When new EMDR therapists begin their journey, it’s natural to look for the “right” scripts, worksheets, and interventions. We want to do good work. We want to support our clients well. We want reassurance that we’re following the model correctly.
And while external resources can be incredibly helpful, there is something powerful that happens when therapists begin developing and strengthening their own resources alongside their clients.
The process doesn’t just benefit the people we serve—it transforms us as clinicians.
Resource Development Begins With Us
One of the most beautiful aspects of EMDR therapy is that it trusts in the innate healing capacity of the human nervous system. Resource development is no exception.
As therapists, we often guide clients through exercises such as Safe Place, Nurturing Figure, Protective Figure, Wise Figure, Container, and various grounding practices. Yet many of us have never taken the time to fully develop these resources for ourselves.
What happens when we do?
We begin to experience the interventions from the inside out.
We notice what feels authentic. We discover where we get stuck. We become aware of the subtle shifts that occur when we access feelings of safety, competence, protection, or connection.
Rather than simply facilitating an exercise, we begin embodying it.
Confidence Grows Through Experience
Many new EMDR therapists worry about whether they are “doing it right.”
The irony is that confidence rarely comes from memorizing another script.
Confidence grows through experience.
When therapists spend time strengthening their own resources, they begin to trust the process.

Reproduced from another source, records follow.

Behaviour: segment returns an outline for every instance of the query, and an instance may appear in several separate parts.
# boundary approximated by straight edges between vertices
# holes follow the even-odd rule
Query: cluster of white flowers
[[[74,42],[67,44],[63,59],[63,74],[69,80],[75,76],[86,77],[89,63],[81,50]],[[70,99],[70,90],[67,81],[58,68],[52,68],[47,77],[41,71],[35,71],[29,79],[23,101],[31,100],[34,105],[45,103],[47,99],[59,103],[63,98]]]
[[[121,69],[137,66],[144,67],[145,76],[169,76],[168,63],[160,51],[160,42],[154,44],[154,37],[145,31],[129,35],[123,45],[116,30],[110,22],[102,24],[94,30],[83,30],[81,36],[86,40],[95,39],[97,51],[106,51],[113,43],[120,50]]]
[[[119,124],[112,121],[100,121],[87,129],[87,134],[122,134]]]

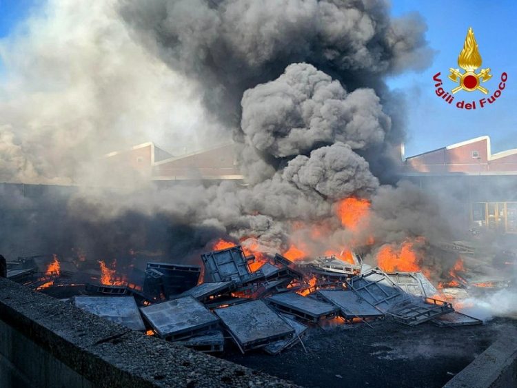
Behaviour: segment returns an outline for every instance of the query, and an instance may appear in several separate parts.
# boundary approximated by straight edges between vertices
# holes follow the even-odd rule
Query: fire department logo
[[[481,55],[479,54],[479,48],[476,38],[474,36],[472,28],[469,28],[467,32],[467,37],[463,43],[463,49],[458,56],[458,65],[463,69],[451,68],[449,69],[449,79],[458,84],[449,92],[445,89],[443,81],[440,79],[441,73],[437,72],[433,76],[434,81],[435,93],[436,96],[442,99],[443,101],[448,104],[452,104],[456,93],[460,90],[465,92],[474,92],[479,90],[485,94],[489,94],[489,90],[486,88],[481,86],[482,83],[487,82],[492,75],[490,74],[490,68],[480,70],[483,61]],[[467,110],[476,109],[483,109],[486,106],[493,104],[503,94],[503,91],[506,88],[506,81],[508,79],[508,74],[503,72],[501,74],[499,85],[498,88],[491,96],[487,98],[482,98],[478,100],[466,101],[462,100],[456,101],[454,105],[457,108],[465,109]],[[466,96],[463,94],[463,96]],[[474,97],[475,98],[475,97]]]
[[[459,69],[452,68],[449,69],[451,72],[449,74],[449,79],[460,84],[452,90],[453,94],[462,89],[465,92],[479,90],[488,94],[488,90],[481,86],[480,83],[482,81],[487,81],[492,76],[490,74],[490,68],[481,69],[478,73],[476,73],[476,70],[481,66],[481,63],[482,59],[479,54],[478,43],[476,41],[474,31],[471,27],[467,32],[463,50],[458,57],[458,65],[463,69],[465,72],[462,73]]]

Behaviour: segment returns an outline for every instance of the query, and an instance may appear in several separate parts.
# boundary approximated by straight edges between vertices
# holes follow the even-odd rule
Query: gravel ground
[[[311,387],[442,387],[517,320],[496,318],[482,326],[411,327],[385,320],[310,329],[300,344],[277,356],[260,350],[242,355],[230,346],[223,357]]]

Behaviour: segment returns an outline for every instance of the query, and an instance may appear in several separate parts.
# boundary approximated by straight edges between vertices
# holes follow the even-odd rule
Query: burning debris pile
[[[145,272],[133,269],[123,283],[101,262],[99,281],[83,285],[70,300],[132,329],[208,353],[223,351],[227,340],[243,353],[276,354],[298,343],[305,347],[303,334],[314,327],[369,326],[383,319],[446,327],[482,323],[455,312],[421,272],[385,272],[354,252],[352,263],[334,256],[294,262],[278,254],[257,260],[245,252],[232,245],[204,253],[203,269],[148,262]],[[28,280],[14,269],[11,277],[45,292],[66,284],[60,278],[63,267],[54,255],[48,265],[54,270],[45,272],[52,278],[32,271]],[[108,274],[111,284],[103,285]]]

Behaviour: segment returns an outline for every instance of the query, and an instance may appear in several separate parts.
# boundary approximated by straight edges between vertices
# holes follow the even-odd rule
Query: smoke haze
[[[0,43],[0,180],[80,185],[54,232],[104,254],[157,245],[187,260],[221,237],[270,254],[312,225],[327,233],[312,254],[370,236],[372,252],[439,241],[449,229],[430,196],[391,185],[405,113],[384,82],[429,64],[425,30],[383,1],[49,1]],[[230,139],[245,185],[100,188],[119,183],[107,152]],[[372,201],[364,236],[336,217],[349,196]],[[36,221],[26,234],[41,235]]]

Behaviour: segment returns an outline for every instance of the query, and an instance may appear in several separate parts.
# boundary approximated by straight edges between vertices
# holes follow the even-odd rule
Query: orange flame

They develop a felt understanding of how adaptive information becomes activated and linked within the nervous system.
This experiential knowledge creates a different kind of confidence—one rooted in understanding rather than performance.
Instead of wondering what to say next, therapists become more attuned to what the client’s system needs in the moment.
Resource Development Strengthens Phase 2
Phase 2 is often described as preparation, but I view it as much more than that.
It is the foundation upon which the rest of the work rests.
When therapists have personally invested in developing and revisiting their own resources, they become more skilled at helping clients build theirs. They can identify subtle barriers, recognize when a resource hasn’t fully “landed,” and creatively adapt interventions to fit the client’s unique needs.
Clients often need more than a cognitive understanding of safety or competence. They need opportunities to experience these states in their bodies.
The more familiar we are with our own resource network, the more effectively we can help clients develop theirs.
Building an Adaptive Information Network of Strength
One of the concepts I return to repeatedly in my work is that resources are not simply exercises. They are experiences that become integrated into the Adaptive Information Processing (AIP) system.
Every time we intentionally strengthen experiences of safety, competence, connection, protection, resilience, or self-compassion, we are helping build networks that can support future processing.
This perspective was beautifully expanded by Laurel Parnell in her work on attachment-focused EMDR and resource development. Her book, Tapping In, remains one of my favourite EMDR texts. Parnell invites us to move beyond viewing resources as an item on the readiness checklist, and instead understand them as deeply meaningful relational and corrective experiences.
Her work reminds us that resources can be developed, strengthened, revisited, and woven throughout treatment—not simply introduced and then set aside.
Creativity Has a Place in EMDR
One of the greatest gifts therapists bring to EMDR is their creativity.
Resource development allows us to draw upon our clients’ strengths, interests, values, identities, relationships, memories, spiritual beliefs, and lived experiences.
A therapist who has spent time cultivating their own resource network is often more comfortable helping clients discover resources that are uniquely theirs.
The goal isn’t to create perfect resources.
The goal is to help clients access experiences that support regulation, resilience, and connection.
An Invitation
If you’re an EMDR therapist, especially early in your training journey, consider this an invitation.
Spend time developing your own resources.
Strengthen your Safe Place.
Cultivate a Wise Figure.
Reconnect with moments of competence, courage, and connection.
Notice what happens in your body as you do.
Not because you need to become perfectly regulated before helping others—but because your own experience will deepen your understanding of the model.
And in that process, you’ll likely discover something important:
The more you trust your own adaptive information network, the more you learn to trust your clients’ as well.